Al bestiario dei non iscritti non poteva mancare un negazionista dell’Olocausto. Lo slovacco Milan Mazurek, esponente del Partito della Repubblica, risponde presente all’appello. Non si esclude che possa fare amicizia con altri deputati estremisti rigettati (perfino) dal macrogruppo di destra-destra Europa delle Nazioni Sovrane. Questo è il caso di Maximilan Krah, che alle esclusioni deve esserci abituato visto che è stato espulso pure dalla sua lista nazionale, Alternative für Deutschland, a seguito di dichiarazioni non proprio di condanna nei confronti delle SS.
Dello stesso milieu culturale è il polacco Grzegorz Braun, membro del partito iper-conservatore Konfederacja. Oltre ad aver definito gli ebrei polacchi «nemici della Polonia», è noto in patria per aver spento con un estintore le candele che celebravano la festa ebraica di Hanukkah, e per aver rimosso un albero di Natale da un edificio pubblico perché presentava bandiere europee e decorazioni Lgbtqi+. Chapeau.
Altro personaggione è Nikos Anadiotis, attore, modello e all’occorrenza anche esponente del partito di estrema destra greco Niki. In una recente intervista fattagli da un quotidiano nazionale ha enucleato, per così dire, la sua idea politica in poche battute: «Vengo criticato quando dico che non accetto il terzo genere. L’uomo è nato con due sessi e non accetto un numero superiore a quello. È molto importante e dobbiamo difenderlo». E poi: «Sono a favore della divisa nelle scuole. Non penso che sia una bella immagine vedere ragazze di tredici anni con magliette corte, un outfit che non è adeguato alla loro età».
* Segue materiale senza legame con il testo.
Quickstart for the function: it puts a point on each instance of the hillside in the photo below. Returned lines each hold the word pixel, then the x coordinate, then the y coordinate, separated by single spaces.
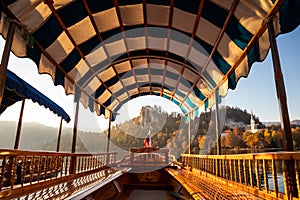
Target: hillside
pixel 33 136
pixel 167 130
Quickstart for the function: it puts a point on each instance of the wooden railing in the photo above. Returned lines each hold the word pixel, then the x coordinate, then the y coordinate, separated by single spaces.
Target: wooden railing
pixel 24 169
pixel 268 175
pixel 146 157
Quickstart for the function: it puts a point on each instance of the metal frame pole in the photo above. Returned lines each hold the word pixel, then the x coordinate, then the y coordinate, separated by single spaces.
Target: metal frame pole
pixel 59 135
pixel 18 135
pixel 5 58
pixel 280 89
pixel 218 141
pixel 74 141
pixel 189 131
pixel 75 127
pixel 289 168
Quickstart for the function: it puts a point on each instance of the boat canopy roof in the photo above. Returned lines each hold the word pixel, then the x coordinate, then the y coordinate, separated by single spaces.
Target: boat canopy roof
pixel 108 52
pixel 17 89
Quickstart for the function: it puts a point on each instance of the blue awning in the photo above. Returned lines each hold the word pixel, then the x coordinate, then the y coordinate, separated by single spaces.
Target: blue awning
pixel 16 89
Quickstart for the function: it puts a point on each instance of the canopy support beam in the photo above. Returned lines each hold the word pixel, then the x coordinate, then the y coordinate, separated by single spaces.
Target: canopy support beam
pixel 75 127
pixel 5 58
pixel 108 138
pixel 59 135
pixel 218 141
pixel 280 89
pixel 284 115
pixel 18 135
pixel 74 140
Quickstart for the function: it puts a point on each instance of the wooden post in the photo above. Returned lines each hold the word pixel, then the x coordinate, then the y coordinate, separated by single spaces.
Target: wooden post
pixel 266 175
pixel 274 174
pixel 5 58
pixel 284 115
pixel 75 127
pixel 74 141
pixel 59 135
pixel 218 141
pixel 108 138
pixel 280 89
pixel 246 180
pixel 18 135
pixel 258 182
pixel 189 131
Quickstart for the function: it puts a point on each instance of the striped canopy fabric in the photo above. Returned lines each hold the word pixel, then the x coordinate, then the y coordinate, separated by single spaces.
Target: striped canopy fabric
pixel 108 52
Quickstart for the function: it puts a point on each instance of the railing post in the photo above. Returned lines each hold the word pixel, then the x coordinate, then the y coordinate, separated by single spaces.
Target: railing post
pixel 245 172
pixel 218 140
pixel 240 171
pixel 5 58
pixel 274 174
pixel 297 176
pixel 258 182
pixel 251 173
pixel 59 135
pixel 108 138
pixel 287 192
pixel 18 135
pixel 266 175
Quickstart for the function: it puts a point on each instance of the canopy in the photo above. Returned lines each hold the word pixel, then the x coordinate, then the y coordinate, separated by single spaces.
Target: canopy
pixel 108 52
pixel 16 89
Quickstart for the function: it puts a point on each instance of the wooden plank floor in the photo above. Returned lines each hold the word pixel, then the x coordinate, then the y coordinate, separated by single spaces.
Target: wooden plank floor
pixel 144 195
pixel 201 187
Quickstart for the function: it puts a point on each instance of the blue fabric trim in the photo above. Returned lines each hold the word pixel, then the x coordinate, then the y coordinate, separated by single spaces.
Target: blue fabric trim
pixel 289 14
pixel 23 89
pixel 188 6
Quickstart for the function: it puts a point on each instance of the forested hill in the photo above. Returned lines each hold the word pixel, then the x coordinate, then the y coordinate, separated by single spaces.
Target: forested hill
pixel 169 130
pixel 236 114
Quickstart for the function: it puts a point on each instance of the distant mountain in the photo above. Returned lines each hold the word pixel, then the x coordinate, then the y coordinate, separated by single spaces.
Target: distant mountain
pixel 271 123
pixel 295 122
pixel 33 135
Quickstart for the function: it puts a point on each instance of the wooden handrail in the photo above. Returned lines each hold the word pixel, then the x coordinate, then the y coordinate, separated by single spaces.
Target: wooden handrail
pixel 261 174
pixel 27 168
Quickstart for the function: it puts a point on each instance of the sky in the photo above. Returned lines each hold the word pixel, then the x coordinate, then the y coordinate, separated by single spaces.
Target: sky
pixel 255 93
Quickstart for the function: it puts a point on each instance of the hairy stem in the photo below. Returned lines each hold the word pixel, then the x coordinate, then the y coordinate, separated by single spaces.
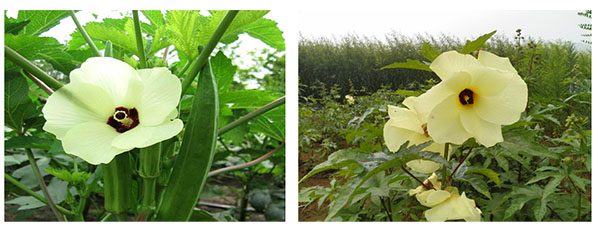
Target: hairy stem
pixel 38 175
pixel 21 186
pixel 446 147
pixel 40 84
pixel 458 166
pixel 240 166
pixel 252 115
pixel 27 65
pixel 138 39
pixel 85 35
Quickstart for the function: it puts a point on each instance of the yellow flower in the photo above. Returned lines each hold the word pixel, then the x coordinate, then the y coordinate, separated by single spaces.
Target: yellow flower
pixel 454 208
pixel 475 97
pixel 349 99
pixel 433 196
pixel 109 108
pixel 405 125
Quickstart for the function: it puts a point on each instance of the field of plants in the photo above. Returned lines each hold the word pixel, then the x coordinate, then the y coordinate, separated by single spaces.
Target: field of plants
pixel 185 139
pixel 353 167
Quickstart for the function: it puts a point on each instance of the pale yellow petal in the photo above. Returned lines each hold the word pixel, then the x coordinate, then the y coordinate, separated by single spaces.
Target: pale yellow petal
pixel 91 142
pixel 394 137
pixel 404 118
pixel 161 95
pixel 444 124
pixel 117 78
pixel 144 136
pixel 455 208
pixel 74 104
pixel 432 197
pixel 506 107
pixel 423 166
pixel 449 63
pixel 486 133
pixel 488 81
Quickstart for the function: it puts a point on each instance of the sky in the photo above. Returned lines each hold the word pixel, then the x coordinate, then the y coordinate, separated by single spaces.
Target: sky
pixel 547 25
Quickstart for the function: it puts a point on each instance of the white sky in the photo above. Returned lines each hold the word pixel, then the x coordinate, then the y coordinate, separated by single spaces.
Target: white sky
pixel 547 25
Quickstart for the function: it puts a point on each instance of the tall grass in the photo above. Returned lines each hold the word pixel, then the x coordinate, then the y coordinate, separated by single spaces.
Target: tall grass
pixel 353 62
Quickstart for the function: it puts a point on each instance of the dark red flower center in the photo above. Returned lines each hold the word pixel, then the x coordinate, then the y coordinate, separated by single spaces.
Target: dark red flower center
pixel 466 97
pixel 123 119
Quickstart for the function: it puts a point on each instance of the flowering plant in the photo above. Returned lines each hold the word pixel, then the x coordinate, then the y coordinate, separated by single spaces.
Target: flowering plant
pixel 130 113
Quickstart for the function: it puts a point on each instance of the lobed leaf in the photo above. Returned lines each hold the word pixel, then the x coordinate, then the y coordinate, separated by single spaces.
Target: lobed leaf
pixel 40 20
pixel 488 173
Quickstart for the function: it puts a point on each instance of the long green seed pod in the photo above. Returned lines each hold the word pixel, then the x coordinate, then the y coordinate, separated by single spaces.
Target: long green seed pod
pixel 195 156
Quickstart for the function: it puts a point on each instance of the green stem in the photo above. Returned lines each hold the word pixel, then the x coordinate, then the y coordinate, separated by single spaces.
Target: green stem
pixel 458 166
pixel 84 34
pixel 446 147
pixel 22 62
pixel 184 69
pixel 426 186
pixel 149 171
pixel 117 185
pixel 139 39
pixel 38 175
pixel 207 50
pixel 240 166
pixel 21 186
pixel 106 217
pixel 108 50
pixel 40 84
pixel 252 115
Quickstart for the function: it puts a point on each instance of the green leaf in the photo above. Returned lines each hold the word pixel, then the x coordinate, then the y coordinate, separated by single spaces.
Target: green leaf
pixel 119 31
pixel 267 31
pixel 471 46
pixel 275 211
pixel 195 156
pixel 578 181
pixel 13 26
pixel 238 25
pixel 502 162
pixel 156 18
pixel 551 186
pixel 488 173
pixel 516 205
pixel 26 202
pixel 540 209
pixel 409 64
pixel 17 105
pixel 247 99
pixel 342 197
pixel 40 20
pixel 330 164
pixel 542 175
pixel 27 142
pixel 271 124
pixel 183 26
pixel 46 48
pixel 478 184
pixel 428 52
pixel 202 215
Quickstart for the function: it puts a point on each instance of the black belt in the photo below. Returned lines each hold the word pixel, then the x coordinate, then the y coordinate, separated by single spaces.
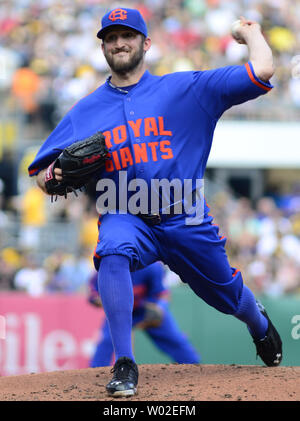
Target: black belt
pixel 156 218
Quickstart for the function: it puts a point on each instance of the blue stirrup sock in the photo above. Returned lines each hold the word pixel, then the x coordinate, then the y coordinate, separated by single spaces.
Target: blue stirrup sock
pixel 249 313
pixel 116 292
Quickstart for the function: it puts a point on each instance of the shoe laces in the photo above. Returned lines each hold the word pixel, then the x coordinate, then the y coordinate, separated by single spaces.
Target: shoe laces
pixel 122 369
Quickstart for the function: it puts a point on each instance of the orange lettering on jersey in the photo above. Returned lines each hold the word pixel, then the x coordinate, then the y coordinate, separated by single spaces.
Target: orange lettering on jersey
pixel 162 130
pixel 153 146
pixel 126 157
pixel 119 134
pixel 116 160
pixel 150 126
pixel 136 127
pixel 164 149
pixel 107 135
pixel 109 166
pixel 140 152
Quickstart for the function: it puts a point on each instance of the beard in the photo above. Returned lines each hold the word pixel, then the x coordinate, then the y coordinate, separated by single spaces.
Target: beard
pixel 122 67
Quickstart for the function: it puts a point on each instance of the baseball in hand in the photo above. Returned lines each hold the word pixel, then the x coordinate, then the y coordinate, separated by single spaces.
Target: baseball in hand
pixel 234 31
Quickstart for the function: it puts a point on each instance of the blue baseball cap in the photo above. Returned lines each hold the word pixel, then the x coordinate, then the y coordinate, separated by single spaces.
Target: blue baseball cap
pixel 130 18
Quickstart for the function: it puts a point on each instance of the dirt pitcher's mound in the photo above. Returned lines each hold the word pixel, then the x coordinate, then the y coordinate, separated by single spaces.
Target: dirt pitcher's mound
pixel 169 382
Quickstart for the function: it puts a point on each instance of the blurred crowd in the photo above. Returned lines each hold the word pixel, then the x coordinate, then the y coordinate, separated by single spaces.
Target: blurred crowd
pixel 263 241
pixel 50 56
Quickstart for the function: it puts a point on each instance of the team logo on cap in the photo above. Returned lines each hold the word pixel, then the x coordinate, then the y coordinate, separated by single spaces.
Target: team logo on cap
pixel 118 14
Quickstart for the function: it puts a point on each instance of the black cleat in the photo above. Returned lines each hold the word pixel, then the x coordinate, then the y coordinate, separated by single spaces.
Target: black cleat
pixel 125 378
pixel 270 347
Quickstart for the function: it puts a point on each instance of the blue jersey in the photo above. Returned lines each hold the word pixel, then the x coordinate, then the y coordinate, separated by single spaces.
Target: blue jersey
pixel 161 128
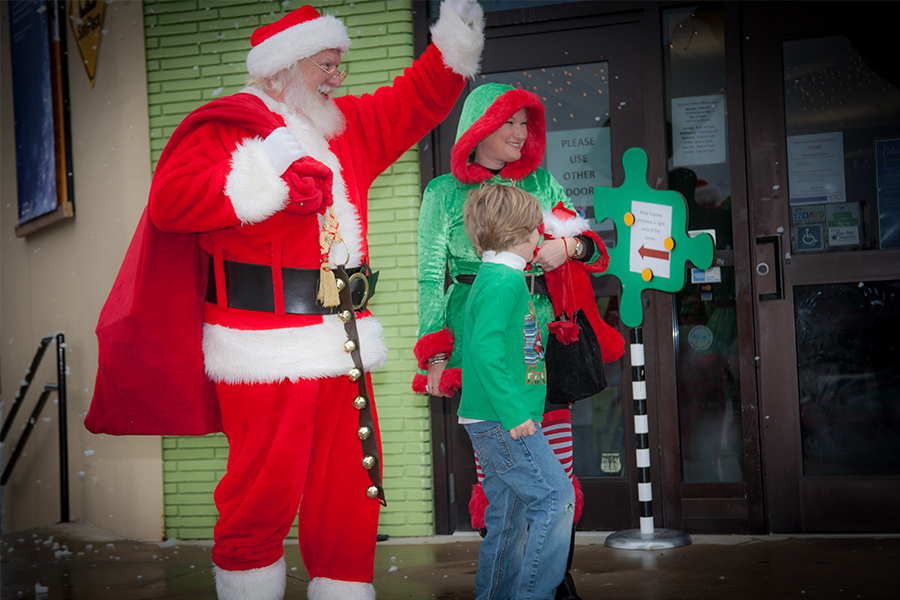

Di tutt’altro tono, ma comunque degno di far parte di questa schiera di outsider, è il tedesco Martin Sonneborn, fondatore di Die Partei, lo schieramento politico che ha come organo di stampa ufficiale una rivista satirica. Alla terza presenza consecutiva in Parlamento europeo, il partito si è distinto negli ultimi anni per una serie di proposte allucinanti e fortemente provocatorie: il permesso per voli di piccola tratta «solo per uccelli e insetti, e per la presidente della Commissione von der Leyen, che potrà continuare a volare tra Bruxelles e Strasburgo, e per Taylor Swift»; un calmiere al prezzo della birra e del kebab; due bombe atomiche per l’Europa; e il ritorno alla divisione tra Germania dell’Est e Germania dell’Ovest. What else?